Die Geliebte des gelben Mondes (German Edition)
Aber Ihr habt Recht. Ich muss zurück.“
Er ging zum Rande der Hecke und war kurz davor, hindurch zu gehen, als er inne
hielt. „Ihr könnt gerne weiterhin hier stehen und zusehen, wenn Ihr Gefallen daran
gefunden habt.“
Ich nickte.
„Werdet Ihr wieder kommen?“, fragte er und sah
mich nach wie vor an.
Mein Nicken kam sehr verhalten, aber Bao musste es
gesehen haben.
„Ich freue mich“, sagte er lächelnd und ging.
9 Eine Nacht am See
Dongjing, Sommer 1070
„Sie treffen sich jede Woche in dieser Thujenhecke
am Ende des Gartens.“ Cheng-Si hatte Wang Anshi zu einer heimlichen Unterredung
gebeten und ihm ihre Beobachtungen geschildert. Min-Tao hatte eine plötzliche
Veränderung gezeigt, war fröhlicher als gewohnt und zugleich verschlossener.
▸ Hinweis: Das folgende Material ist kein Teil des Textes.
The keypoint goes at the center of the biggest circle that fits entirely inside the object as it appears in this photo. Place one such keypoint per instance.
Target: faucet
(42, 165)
Und einmal wöchentlich war sie zu einem größeren Spaziergang verschwunden, von
dem sie mit rosigen Wangen wieder zurückkehrte. Cheng-Si hatte sofort gewusst,
dass Min-Tao sich mit einem Mann traf, doch sie war geschockt, als sie
feststellte, um welchen Mann es sich tatsächlich handelte. Es hatte
einige Zeit gedauert, herauszufinden, wo und wann sie sich trafen, zumal
Cheng-Si selbst nicht so gut zu Fuß war wie ihr Nesthäkchen. Doch letzten Endes
hatte sie die beiden entdeckt und sich nach einigen Überlegungen Wang Anshi
anvertraut. „Er ist schließlich Euer Schützling. Ihr werdet wissen, was zu tun
ist.“
Wang Anshi dachte nach. „Ich habe das kommen sehen“,
seufzte er. „Es ist eine Sache, sich bei einer Gartenlaune mit einer
Nebenfrau des Kaisers zu unterhalten; sich aber mit ihr in einem Versteck zu
treffen eine ganz andere . Ich werde mit ihm sprechen. Das muss
aufhören.“ Er wandte sich Cheng-Si energisch zu. „Und das werdet Ihr Eurem
Mädchen auch sagen.“
„Was hast du dir dabei gedacht?“ Wang Anshi lief
im Quartier seines Schützlings auf und ab.
„Ich liebe sie!“, sagte Bao mit einem Nachdruck,
der sie beide überraschte.
„Bist du bei Sinnen?! Sie ist eine Frau des
Kaisers!“
„Er will sie doch nicht einmal! Er hasst ihre
Füße. Und er ruft sie so gut wie nie zu sich.“
„Das gibt dir noch lange nicht das Recht, sie an
seiner Stelle zu nehmen!“
Bao Sen-Ho war bestürzt. „Das habe ich auch nicht!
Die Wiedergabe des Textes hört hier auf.